Watch the Full Film About NYC's Ralph Lauren Thieves: The Lo Lifes

Just in time for New York Fashion Week, Kiwi photographer and director Tom Gould just unveiled his Bury Me With The Lo On short film highlighting Brooklyn's trendsetting group, the Lo Lifes. In collaboration with the crew's founder Thirstin Howl the 3rd, Gould compiled interview footage, photographs and authentic voiceovers of the gang-members-turned-fashionistas. While we have dubbed the stylish NYC squad as one of the "best dressed streetwear collectives in the '80s" and commended the filmmaker for his visual expertise, this eight minute documentary goes beyond our previous praises to stress the undeniable impact that the luxury brand pioneers from the hood brought to the world.

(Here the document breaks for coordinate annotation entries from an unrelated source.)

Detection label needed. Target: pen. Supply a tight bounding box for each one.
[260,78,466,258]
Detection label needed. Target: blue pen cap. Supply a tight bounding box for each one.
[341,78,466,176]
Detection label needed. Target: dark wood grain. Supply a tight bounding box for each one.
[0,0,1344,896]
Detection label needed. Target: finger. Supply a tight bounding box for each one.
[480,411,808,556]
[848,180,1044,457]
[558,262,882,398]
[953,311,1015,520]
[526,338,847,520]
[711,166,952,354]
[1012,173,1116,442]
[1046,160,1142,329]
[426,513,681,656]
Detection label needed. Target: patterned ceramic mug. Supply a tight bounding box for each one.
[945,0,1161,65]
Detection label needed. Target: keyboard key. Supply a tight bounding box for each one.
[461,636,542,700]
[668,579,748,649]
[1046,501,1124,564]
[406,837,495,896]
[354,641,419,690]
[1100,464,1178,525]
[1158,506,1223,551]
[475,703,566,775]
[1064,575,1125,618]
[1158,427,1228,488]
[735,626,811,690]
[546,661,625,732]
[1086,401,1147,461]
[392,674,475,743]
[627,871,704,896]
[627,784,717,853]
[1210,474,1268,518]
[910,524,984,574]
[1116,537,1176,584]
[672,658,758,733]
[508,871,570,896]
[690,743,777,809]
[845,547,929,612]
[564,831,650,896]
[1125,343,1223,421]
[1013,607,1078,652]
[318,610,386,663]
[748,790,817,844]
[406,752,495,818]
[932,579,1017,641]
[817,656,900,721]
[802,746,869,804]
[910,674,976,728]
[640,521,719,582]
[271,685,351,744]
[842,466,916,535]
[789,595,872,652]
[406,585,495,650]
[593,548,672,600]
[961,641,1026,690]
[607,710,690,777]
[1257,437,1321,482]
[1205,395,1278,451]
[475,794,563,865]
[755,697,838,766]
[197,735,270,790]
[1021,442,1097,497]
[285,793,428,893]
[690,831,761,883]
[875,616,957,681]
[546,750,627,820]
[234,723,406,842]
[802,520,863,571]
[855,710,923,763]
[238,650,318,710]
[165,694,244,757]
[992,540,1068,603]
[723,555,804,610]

Polos were typically advertised as suitable for the wealthy, preppy, golf-playing, white elite. But in the eyes of the Lo Lifes, Ralph Lauren was a poppin' brand symbolic of respect and notable social status. By using robbery as a means of survival, the crew would steal entire outfits worth of Polo garments and soon became notorious for their impeccable steez. (In hindsight, they were a subculture putting the brand on the map and introducing Mr. Lauren's corporation to urban youth culture worldwide.) Whether strolling the streets or riding the train, the Lo Lifes enjoyed most of the reactions and head turning they would receive for their fly attire... except for glances of envy. The high fashion crew often had to dodge other gangs or people trying to cop their shit. This often led to fights and shootings, leaving several Lo Life members left to be buried with their "Lo" on. If you want to get a glimpse of what "Fight Club meets the runway" would look like, take some notes from the Lo Lifes in the jump above.